Operation

There are two main scenarios involved in starting up and interacting with katgpucbf and its constituent engines:

the instantiation and running of a complete end-to-end correlator, and
the invocation of individual engines (dsim, fgpu, xbgpu) for more fine-grained testing and debugging.

The first requires a mechanism to orchestrate the simultaneous spin-up of a correlator’s required components - that is, some combination of dsim(s), F-Engine(s) and XB-Engine(s). For this purpose, katgpucbf utilises the infrastructure provided by katsdpcontroller - discussed in the following section.

Regarding the testing and debugging of individual engines, more detailed explanations of their inner-workings are discussed in their respective, more dedicated-discussion documents.

The main thing to note is that, in both methods of invocation (via orchestration and individually), the engines support control via katcp commands issued to their <host>:<port>. netcat (nc) is likely the most readily-available tool for this job, but ntsh neatens up these exchanges and generally makes it easier to interact with.

katsdpcontroller

This package (katgpucbf) provides the components of a correlator (engines and simulators), but not the mechanisms to start up and orchestrate all the components as a cohesive unit. That is provided by katsdpcontroller.

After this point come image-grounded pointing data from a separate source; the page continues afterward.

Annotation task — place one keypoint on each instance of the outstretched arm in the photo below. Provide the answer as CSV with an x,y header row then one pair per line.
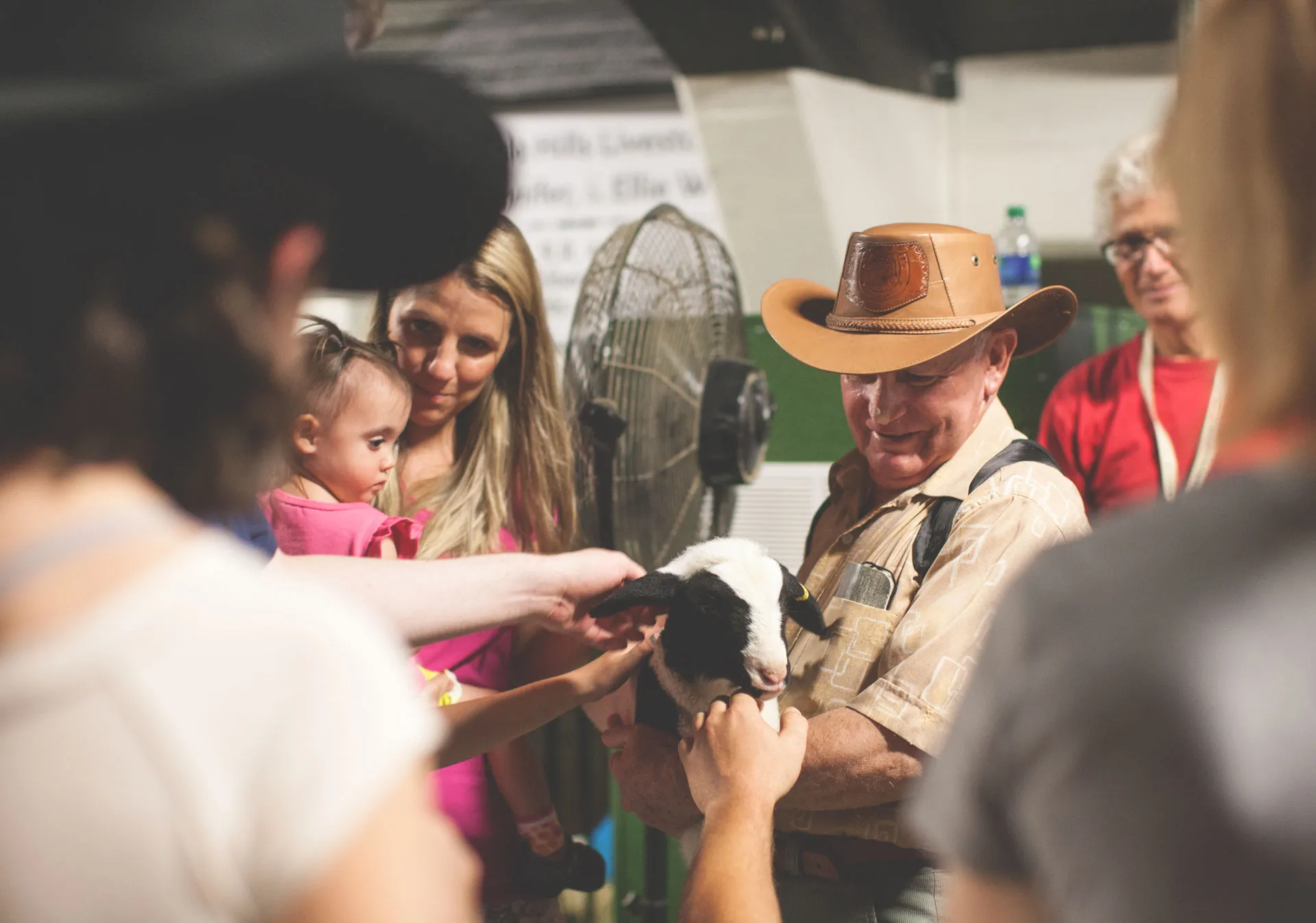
x,y
738,767
429,601
479,725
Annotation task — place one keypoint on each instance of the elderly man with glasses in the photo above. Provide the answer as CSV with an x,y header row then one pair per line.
x,y
1140,420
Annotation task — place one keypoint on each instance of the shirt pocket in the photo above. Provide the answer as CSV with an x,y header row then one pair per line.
x,y
832,672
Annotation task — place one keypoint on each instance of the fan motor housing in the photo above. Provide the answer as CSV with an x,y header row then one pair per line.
x,y
735,422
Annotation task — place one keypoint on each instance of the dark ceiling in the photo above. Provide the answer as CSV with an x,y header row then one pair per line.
x,y
535,50
905,44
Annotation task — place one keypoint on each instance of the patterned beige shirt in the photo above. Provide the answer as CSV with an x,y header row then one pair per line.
x,y
905,667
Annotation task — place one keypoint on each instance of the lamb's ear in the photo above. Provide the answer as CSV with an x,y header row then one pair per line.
x,y
801,606
653,589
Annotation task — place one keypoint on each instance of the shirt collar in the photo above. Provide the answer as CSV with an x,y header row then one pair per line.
x,y
849,476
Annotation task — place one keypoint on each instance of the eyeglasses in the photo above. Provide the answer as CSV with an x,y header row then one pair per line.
x,y
1132,247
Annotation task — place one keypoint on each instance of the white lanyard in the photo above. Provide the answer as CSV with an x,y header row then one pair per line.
x,y
1165,455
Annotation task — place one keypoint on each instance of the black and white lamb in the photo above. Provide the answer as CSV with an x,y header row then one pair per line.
x,y
727,606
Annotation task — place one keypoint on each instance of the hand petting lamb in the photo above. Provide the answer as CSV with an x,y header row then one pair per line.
x,y
727,606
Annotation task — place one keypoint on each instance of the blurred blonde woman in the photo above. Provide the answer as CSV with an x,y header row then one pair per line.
x,y
1141,741
487,452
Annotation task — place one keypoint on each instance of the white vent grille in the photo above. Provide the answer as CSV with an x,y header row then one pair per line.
x,y
777,509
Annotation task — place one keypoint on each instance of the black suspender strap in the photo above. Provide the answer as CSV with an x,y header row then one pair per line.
x,y
936,529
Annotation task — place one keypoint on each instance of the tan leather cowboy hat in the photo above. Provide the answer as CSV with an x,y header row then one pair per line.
x,y
908,293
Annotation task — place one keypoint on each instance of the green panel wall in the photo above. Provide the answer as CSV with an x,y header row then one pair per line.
x,y
809,423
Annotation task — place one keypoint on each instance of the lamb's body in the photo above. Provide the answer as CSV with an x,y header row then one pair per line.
x,y
725,632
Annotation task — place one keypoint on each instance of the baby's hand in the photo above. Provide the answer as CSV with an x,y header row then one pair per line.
x,y
609,671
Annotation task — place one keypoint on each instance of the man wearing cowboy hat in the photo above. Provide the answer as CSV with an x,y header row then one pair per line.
x,y
938,505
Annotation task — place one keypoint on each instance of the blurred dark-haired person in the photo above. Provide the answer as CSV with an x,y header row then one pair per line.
x,y
1140,420
1138,745
184,734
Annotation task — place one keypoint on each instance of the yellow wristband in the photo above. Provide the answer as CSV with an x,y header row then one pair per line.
x,y
454,695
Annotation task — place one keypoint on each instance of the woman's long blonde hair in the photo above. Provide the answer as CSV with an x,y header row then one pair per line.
x,y
513,466
1240,151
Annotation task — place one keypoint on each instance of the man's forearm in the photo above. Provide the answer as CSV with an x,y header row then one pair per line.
x,y
852,761
428,601
731,880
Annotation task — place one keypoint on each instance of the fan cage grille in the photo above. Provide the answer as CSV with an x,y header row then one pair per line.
x,y
658,303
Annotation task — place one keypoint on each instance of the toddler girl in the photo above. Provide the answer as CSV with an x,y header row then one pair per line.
x,y
344,445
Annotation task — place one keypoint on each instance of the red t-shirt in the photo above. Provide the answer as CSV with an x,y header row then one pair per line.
x,y
1098,429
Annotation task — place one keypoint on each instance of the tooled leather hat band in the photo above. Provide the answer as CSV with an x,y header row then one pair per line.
x,y
898,323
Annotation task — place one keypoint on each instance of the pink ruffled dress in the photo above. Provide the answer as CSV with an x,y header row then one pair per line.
x,y
465,791
315,528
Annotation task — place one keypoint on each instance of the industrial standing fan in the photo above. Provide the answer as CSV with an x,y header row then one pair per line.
x,y
673,417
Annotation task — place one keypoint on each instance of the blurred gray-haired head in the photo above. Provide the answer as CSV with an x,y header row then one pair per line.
x,y
1130,173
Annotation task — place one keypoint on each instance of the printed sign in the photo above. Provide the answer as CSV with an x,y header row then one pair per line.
x,y
576,177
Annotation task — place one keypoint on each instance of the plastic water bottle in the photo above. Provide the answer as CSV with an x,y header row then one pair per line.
x,y
1018,258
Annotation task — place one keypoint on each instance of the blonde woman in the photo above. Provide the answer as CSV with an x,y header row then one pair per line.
x,y
1141,743
487,452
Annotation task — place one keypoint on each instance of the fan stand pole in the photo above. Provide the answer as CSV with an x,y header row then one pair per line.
x,y
607,425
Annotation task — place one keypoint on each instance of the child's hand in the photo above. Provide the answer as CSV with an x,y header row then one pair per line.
x,y
609,671
440,687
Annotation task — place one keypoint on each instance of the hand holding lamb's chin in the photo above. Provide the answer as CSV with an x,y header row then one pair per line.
x,y
650,780
733,755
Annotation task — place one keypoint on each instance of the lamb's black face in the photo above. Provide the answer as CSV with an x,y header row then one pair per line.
x,y
727,608
708,631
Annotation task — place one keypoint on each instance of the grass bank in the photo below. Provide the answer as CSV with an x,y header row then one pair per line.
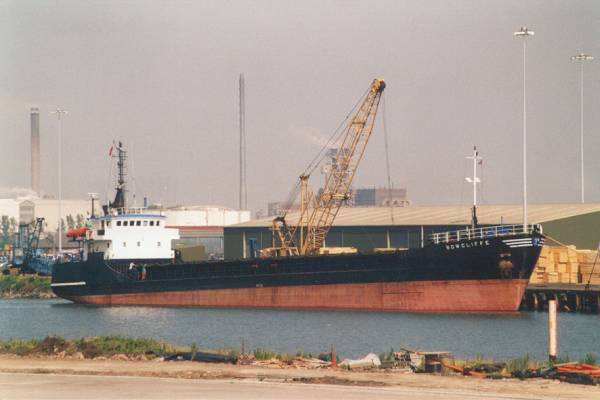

For production use it is strongly recommended that katsdpcontroller is used to manage the correlator. Nevertheless, it is possible to run the individual pieces manually, or to implement an alternative controller. The remaining sections in this chapter describe the interfaces that are used by katsdpcontroller to communicate with the correlator components.

There are two parts to katsdpcontroller: a master controller and a product controller. There is a single product controller per instantiated correlator. It is responsible for:

starting up the appropriate correlator components with suitable arguments, given a high-level description of the desired correlator configuration;
monitoring the health of those components;
registering them with Consul, so that infrastructure such as Prometheus can discover them;
proxying their katcp sensors, so that clients need only subscribe to sensors from the product controller rather than individual components;
in some cases, aggregating or renaming those sensors, to present a correlator-wide suite of sensors, without clients needing to know about the individual engines;
providing additional correlator-wide katcp sensors;
providing correlator-wide katcp requests, which are implemented by issuing similar but finer-grained requests to the individual engines.

The master controller manages product controllers (and hence correlators), starting them up and shutting them down on request from the user. In a system supporting subarrays, there will typically be a single master controller and zero or more product controllers at any one time.

It is worth noting that katsdpcontroller was originally written to control the MeerKAT Science Data Processor and later extended to control correlators, so it has a number of features, requests and sensors that are not relevant to correlators.

Starting the correlator

The katgpucbf repository comes with a scratch/ directory, under which you will find handy scripts for correlator and engine invocation. Granted, the layout and usage of these scripts is tailored to SARAO DSP’s internal lab development environment (e.g. host and interface names) and don’t necessarily go through the same reviewing rigour as the actual codebase. For these reasons, it is recommended that these scripts are used more as an example of how to run components of katgpucbf, rather than set-in-stone modi operandi.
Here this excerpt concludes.